Crédit dailybeirut.com

Mais Elias Hoyek ne fut pas seulement un homme d’Église et un bâtisseur de nation. Il accorda une place essentielle à l’éducation, à la charité et à la promotion de la vie religieuse. En 1895, alors qu’il était encore évêque, il fonda la Congrégation des Sœurs maronites de la Sainte Famille, destinée à servir les plus pauvres, les malades et les enfants par l’enseignement et les œuvres sociales.
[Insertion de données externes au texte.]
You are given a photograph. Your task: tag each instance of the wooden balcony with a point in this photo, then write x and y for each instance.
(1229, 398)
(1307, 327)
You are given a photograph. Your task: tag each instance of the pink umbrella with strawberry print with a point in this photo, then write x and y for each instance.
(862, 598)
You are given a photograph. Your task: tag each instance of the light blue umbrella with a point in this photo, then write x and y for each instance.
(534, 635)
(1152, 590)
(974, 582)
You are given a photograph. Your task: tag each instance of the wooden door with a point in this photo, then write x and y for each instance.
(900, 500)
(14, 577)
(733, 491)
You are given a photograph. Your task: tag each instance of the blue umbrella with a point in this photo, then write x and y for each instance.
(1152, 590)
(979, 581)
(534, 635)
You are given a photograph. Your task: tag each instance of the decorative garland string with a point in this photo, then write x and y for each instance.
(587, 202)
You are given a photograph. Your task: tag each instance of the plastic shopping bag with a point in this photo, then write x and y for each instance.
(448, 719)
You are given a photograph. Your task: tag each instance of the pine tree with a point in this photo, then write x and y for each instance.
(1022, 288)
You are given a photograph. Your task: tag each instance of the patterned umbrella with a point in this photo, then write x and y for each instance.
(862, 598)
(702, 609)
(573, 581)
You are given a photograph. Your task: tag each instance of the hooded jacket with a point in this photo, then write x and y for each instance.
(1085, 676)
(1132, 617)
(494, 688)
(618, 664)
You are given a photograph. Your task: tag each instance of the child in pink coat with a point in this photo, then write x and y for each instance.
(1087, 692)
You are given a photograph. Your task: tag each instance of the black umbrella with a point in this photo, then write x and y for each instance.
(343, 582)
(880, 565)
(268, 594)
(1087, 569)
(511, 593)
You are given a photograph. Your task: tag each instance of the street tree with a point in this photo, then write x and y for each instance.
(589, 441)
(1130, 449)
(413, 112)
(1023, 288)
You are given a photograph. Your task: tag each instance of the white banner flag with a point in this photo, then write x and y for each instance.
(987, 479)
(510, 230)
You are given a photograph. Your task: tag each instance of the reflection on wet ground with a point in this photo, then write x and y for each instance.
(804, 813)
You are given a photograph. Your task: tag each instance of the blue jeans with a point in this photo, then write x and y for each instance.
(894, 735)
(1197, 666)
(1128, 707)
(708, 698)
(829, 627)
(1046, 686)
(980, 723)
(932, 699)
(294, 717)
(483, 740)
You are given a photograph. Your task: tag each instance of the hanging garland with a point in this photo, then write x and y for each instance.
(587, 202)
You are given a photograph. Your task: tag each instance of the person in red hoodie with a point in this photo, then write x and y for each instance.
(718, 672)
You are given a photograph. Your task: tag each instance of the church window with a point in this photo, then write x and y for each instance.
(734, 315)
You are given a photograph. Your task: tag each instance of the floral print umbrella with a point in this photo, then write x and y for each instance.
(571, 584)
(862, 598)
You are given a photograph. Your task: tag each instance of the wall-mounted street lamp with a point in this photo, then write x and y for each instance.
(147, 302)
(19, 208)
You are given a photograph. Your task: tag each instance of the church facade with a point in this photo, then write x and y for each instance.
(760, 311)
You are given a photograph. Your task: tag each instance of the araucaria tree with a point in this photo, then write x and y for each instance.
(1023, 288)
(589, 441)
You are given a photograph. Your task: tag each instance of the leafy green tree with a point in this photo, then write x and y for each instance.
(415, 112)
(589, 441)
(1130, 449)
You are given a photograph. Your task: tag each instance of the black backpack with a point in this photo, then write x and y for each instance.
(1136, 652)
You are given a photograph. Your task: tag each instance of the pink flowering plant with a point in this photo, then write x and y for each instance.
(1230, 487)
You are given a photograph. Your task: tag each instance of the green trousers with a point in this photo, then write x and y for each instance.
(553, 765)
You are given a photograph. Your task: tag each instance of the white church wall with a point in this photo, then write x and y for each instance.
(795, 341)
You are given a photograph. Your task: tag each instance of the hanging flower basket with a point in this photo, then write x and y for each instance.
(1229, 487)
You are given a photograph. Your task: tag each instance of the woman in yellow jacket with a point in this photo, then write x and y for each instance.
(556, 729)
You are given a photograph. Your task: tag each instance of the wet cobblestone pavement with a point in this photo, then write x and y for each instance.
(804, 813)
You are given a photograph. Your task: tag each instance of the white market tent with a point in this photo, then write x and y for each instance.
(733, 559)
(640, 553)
Cette congrégation poursuit encore aujourd’hui sa mission au Liban et dans plusieurs pays. Pasteur proche de son peuple, profondément attaché à la communion avec le Saint-Siège, Elias Hoyek s’employa également à renforcer la formation du clergé et à développer les institutions catholiques, convaincu que la foi devait irriguer toute la vie de la société.

Décédé le 24 décembre 1931 à Bkerké, siège du patriarcat maronite, il laisse l’image d’un pasteur courageux, d’un homme de prière et d’un artisan de paix. Sa béatification, célébrée hier au Liban, reconnaît officiellement les vertus héroïques de celui qui demeure l’une des figures les plus emblématiques de l’histoire de l’Église maronite et de la nation libanaise. Au lendemain de cette célébration, le pape Léon XIV a d’ailleurs invoqué son intercession pour que Dieu accorde enfin au Liban « le don de la paix », un vœu qui résonne avec une actualité toujours douloureuse.